The crawl endpoint recursively scrapes an entire website. Like batch scrape, it returns results asynchronously:

request = Firecrawl::CrawlRequest.new( api_key: ENV[ 'FIRECRAWL_API_KEY' ] )

options = Firecrawl::CrawlOptions.build do
  maximum_depth 2
  limit 50
  scrape_options do
    formats [ :markdown ]
    only_main_content true
  end
end

response = request.submit( 'https://example.com', options )

while response.success?
  result = response.result
  result.each do | scrape_result |
    puts scrape_result.metadata[ 'title' ]
  end
  break unless result.crawling?
  sleep 1
  response = request.retrieve( result )
end

For complete documentation of all crawl options and response fields, see Crawl Documentation.

Extract

The extract endpoint uses LLM to pull structured data from URLs. Provide a prompt and/or JSON schema to define what data you want:

request = Firecrawl::ExtractRequest.new( api_key: ENV[ 'FIRECRAWL_API_KEY' ] )

options = Firecrawl::ExtractOptions.build do
  prompt 'Extract the company name and description'
  schema( {
    type: 'object',
    properties: {
      name: { type: 'string' },
      description: { type: 'string' }
    }
  } )
end

response = request.submit( 'https://example.com', options )

while response.success?
  result = response.result
  break unless result.processing?
  sleep 2
  response = request.retrieve( result )
end

if result.completed?
  puts result.data
end

For complete documentation of all extract options and response fields, see Extract Documentation.


Responses and Errors

All request methods return a Faraday::Response object. Check response.success? to determine if the HTTP request succeeded. When successful, response.result contains the parsed result object specific to the endpoint.

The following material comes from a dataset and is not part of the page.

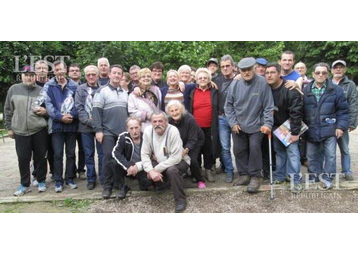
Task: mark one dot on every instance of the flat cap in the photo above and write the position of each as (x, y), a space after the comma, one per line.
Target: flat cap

response = request.submit( url, options )

if response.success?
  result = response.result
  if result.success?
    # process result
  end
else
  error = response.result
  puts error.error_type         # :authentication_error, :rate_limit_error, etc.
  puts error.error_description  # human-readable message
end

The gem maps HTTP status codes to error types:

Status Error Type Description
400 :invalid_request_error The request format or content was invalid
401 :authentication_error The API key is missing or invalid
402 :payment_required The account requires payment
404 :not_found_error The requested resource was not found
429 :rate_limit_error The account has exceeded rate limits
500-505 :api_error A server error occurred
529 :overloaded_error The service is temporarily overloaded

Connections

The gem uses Faraday for HTTP requests, which means you can customize the connection configuration. To use a custom connection:

connection = Faraday.new do | faraday |
  faraday.request :json
  faraday.response :logger
  faraday.adapter :net_http
end

Firecrawl.connection connection

Or pass it directly to a request:

request = Firecrawl::ScrapeRequest.new(
  api_key: ENV[ 'FIRECRAWL_API_KEY' ],
  connection: connection
)

License

The gem is available as open source under the terms of the MIT License.